The stock market's darling only a few days ago, Groupon is now trading at c.US$17, significantly below its IPO price of US$20.
On its roadshow presentation the company presented LTM revenues of 1.3 billion and said it planned to generate revenues in excess of US$1.5 billion (2011E) and US$4.0 billion (2012E) in the near future. Forecast operating profit visibility messages were much scarce.
How has the valuation of Groupon evolved since inception? Let's have a quick look:
| Date | Round | Cash in (US$ m) | Valuation (US$ m) |
| Nov-08 | Seed / angel | 1,0 | N/D |
| Jan-09 | Series A | 4,8 | N/D |
| Dec-09 | Series B | 30,0 | N/D |
| Apr-10 | Series C | 135,0 | 1.350,0 |
| Jan-11 | Series D | 950,0 | 4.750,0 |
| Nov-11 | IPO | < 700,0 | 12.746,0 |
Who said vertigo? Kudos to all pre IPO investors.
With Amazon and eBay trading at 2.4x and 4.0x LTM revenues, respectively. The banks behind the IPO pointed to other comps in the sector (Twitter, Facebook, Zynga, LinkedIn), valued at multiples well north of that (from 11x to 177x) to make Groupon look relatively cheap.
At the IPO price the company was indeed valued at c.10x LTM revenues (market cap of US$12.7 billion).
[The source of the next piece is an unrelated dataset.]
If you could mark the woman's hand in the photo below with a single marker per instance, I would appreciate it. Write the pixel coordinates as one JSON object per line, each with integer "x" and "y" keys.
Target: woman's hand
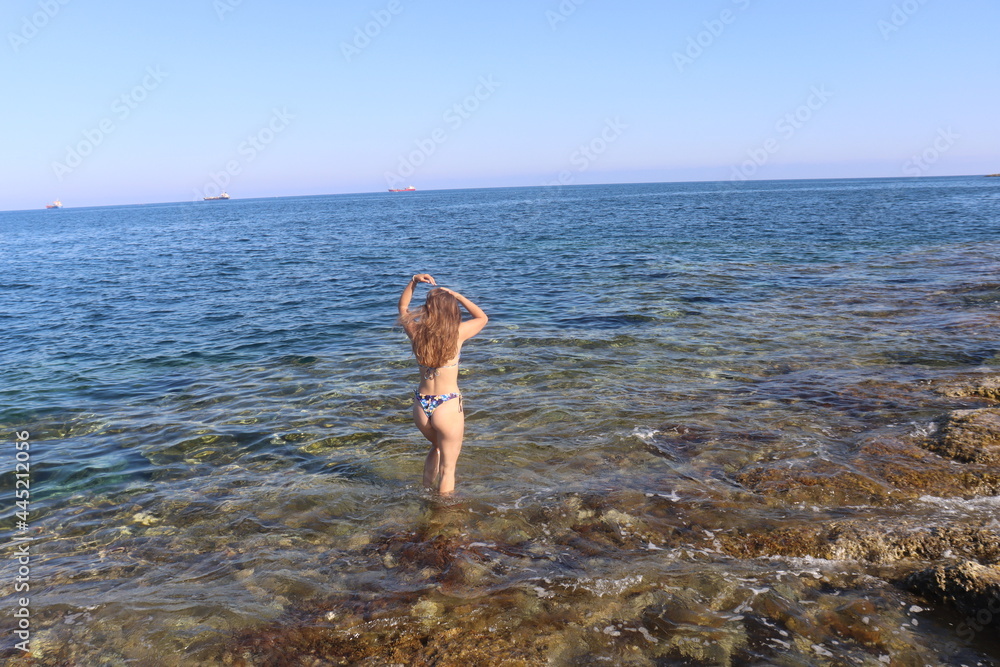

Minuscule share offerings like this one (5.5% of shares floated) have a way to be particularly volatile, though. This can be great on the upside, like when trading begins at US$28, or 30% higher, valuing the company at US$240 per subscriber or c.US$350,000 per merchant, but it can turn into a vicious downward spiral pretty quickly too.
No rating underpinned on anything different than earnings and cash flow can be sustainable in the long run.